Approfondimenti

FERIE O NON FERIE, PER IL DATORE DI LAVORO QUESTO PUO’ ESSERE IL DILEMMA.

Estate, tempo di vacanze e relax. Non per tutti. Sicuramente non per alcuni responsabili HR, da quando l’INPS entra a pieno titolo tra i soggetti diversamente interessati alla gestione delle ferie maturate dai dipendenti dell’azienda. Il tema può essere così brevemente riassunto. L’art. 10, comma 1, del D. Lgs. n. 66/2003, nella versione attualmente in […]

Estate, tempo di vacanze e relax. Non per tutti. Sicuramente non per alcuni responsabili HR, da quando l’INPS entra a pieno titolo tra i soggetti diversamente interessati alla gestione delle ferie maturate dai dipendenti dell’azienda.
Il tema può essere così brevemente riassunto. L’art. 10, comma 1, del D. Lgs. n. 66/2003, nella versione attualmente in vigore, prevede l’obbligo di godimento delle ferie, in caso di richiesta del lavoratore, per almeno due settimane consecutive nell’anno di maturazione e, per le restanti due settimane, nei 18 mesi successivi al termine dell’anno di maturazione. Il datore di lavoro è obbligato a versare i contributi sulle ferie maturate dai propri dipendenti, se non godute entro il termine previsto dalla legge. Il termine di 18 mesi è sospeso solo se la fruizione delle ferie è impedita da malattia, infortunio, maternità o altro legittimo impedimento.

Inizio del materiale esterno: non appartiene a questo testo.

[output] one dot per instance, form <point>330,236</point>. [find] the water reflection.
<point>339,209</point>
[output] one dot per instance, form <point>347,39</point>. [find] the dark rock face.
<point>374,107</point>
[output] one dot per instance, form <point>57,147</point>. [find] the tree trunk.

Negli altri casi, nel cedolino di luglio deve essere riportato anche l’importo “figurativo” corrispondente alle ferie scadute e non godute, mentre i contributi sono versati entro il successivo 16 agosto. Se il lavoratore usufruisce delle ferie dopo la loro scadenza o il rapporto si interrompe, il datore di lavoro opera i conguagli. Se deriva un credito contributivo, opera la compensazione ed il recupero tramite flusso UniEMens.

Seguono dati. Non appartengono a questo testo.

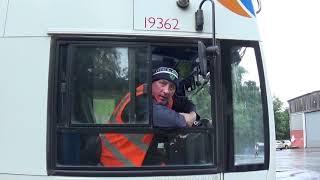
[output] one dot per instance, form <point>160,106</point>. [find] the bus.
<point>65,65</point>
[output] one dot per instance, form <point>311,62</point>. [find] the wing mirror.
<point>202,58</point>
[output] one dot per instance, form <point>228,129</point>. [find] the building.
<point>305,120</point>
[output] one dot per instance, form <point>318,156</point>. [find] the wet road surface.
<point>298,164</point>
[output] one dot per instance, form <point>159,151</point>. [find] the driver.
<point>169,110</point>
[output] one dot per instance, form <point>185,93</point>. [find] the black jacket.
<point>166,117</point>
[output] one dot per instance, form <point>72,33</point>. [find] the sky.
<point>290,33</point>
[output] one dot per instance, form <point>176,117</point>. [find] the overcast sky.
<point>290,31</point>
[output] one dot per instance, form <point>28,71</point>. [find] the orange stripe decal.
<point>128,149</point>
<point>234,6</point>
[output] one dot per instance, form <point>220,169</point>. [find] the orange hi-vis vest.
<point>125,150</point>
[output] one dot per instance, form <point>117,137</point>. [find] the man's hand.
<point>189,117</point>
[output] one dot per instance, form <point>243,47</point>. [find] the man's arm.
<point>183,104</point>
<point>165,117</point>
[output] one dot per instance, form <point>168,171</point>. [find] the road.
<point>298,164</point>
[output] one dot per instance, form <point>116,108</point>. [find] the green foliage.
<point>202,100</point>
<point>281,118</point>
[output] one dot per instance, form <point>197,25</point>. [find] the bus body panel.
<point>24,88</point>
<point>38,18</point>
<point>251,175</point>
<point>3,11</point>
<point>272,136</point>
<point>26,27</point>
<point>26,177</point>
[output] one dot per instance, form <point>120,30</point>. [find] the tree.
<point>281,118</point>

Il tema è sensibile, non solo per l’impatto che i maggiori oneri contributivi possono avere sul conto economico di alcune organizzazioni aziendali. Il Legislatore ha, infatti, disciplinato anche un articolato sistema di sanzioni amministrative per il quale non trova applicazione il beneficio della diffida (art. 18bis del D.Lgs. n. 66/2003, nella versione attualmente in vigore).
Trova quindi facile spiegazione l’attenzione posta da molte aziende nel sollecitare i propri dipendenti al godimento delle ferie in prossimità della loro scadenza.